The final day of Round 2 at the 2016 U.S. Open brought some more upsets and nail-biting battles. I have selected 6 of the most contested matches of the day and created point-by-point prediction charts to track the ebbs and flows of each. The expectations for each match are based on player Elo ratings. These ratings tells us how capable a player should be of winning a match against their drawn opponent if both players are playing to their expected ability.

As the match progresses, predictions are updated with the current score. So, at each point, the predictions are essentially asking how likely is it that this player will win now given the score he and his opponent have earned?

You can hover over any point in the match to determine who was serving and what the score was at that stage. The scores shown indicate the sets, games, and points won for the server-returner.

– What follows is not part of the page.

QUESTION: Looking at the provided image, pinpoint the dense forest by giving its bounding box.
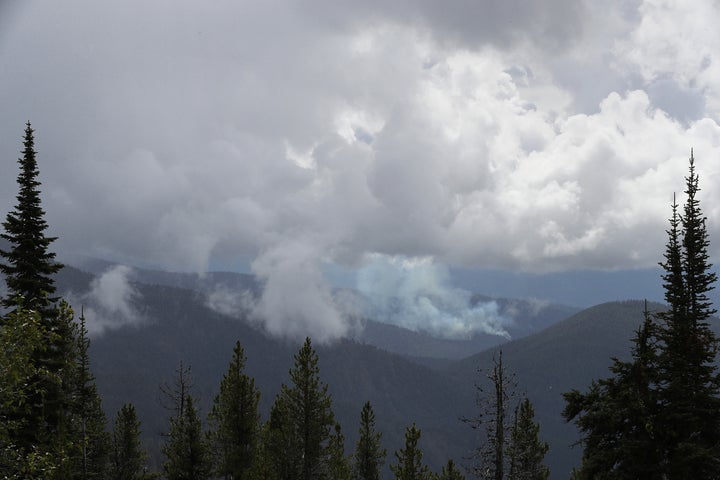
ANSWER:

Victorious Varva Lepchenko (6-4 4-6 6-4)

One of the most surprising wins on Day 4 was American Lepchenko’s three-set defeat of Timea Bacsinszky. Going into the match, Lechenko was predicted to have just a 30% chance of pulling out a victory. Lepchenko threatened to turn that forecast on its head in the first set when she put a set on the board after 10 games. At this point in the match the odds were on Lepchenko’s side. Her win probability stayed between 60 and 70% for most of the second set, until the 9th game when Bacsinszky forced and won a break point and closed out the set on her next service game. This put all the cards on the outcome of the third, during which the chances for Lepchenko were back to her chances at the start of the match. We can see from the chart that the 9th game, again, became a critical one. After 2 exchanges of breaks, the 9th game saw the Lepchenko’s win chances swing dramatically from one point to the next as she fought off the threat of 3 break points. The confidence of holding that service game must have given Lepchenko the confidence, despite the odds against her, to take the win. Lepchenko broke Bacsinszky’s serve to take the match with one of the most definitive return games of the tournament.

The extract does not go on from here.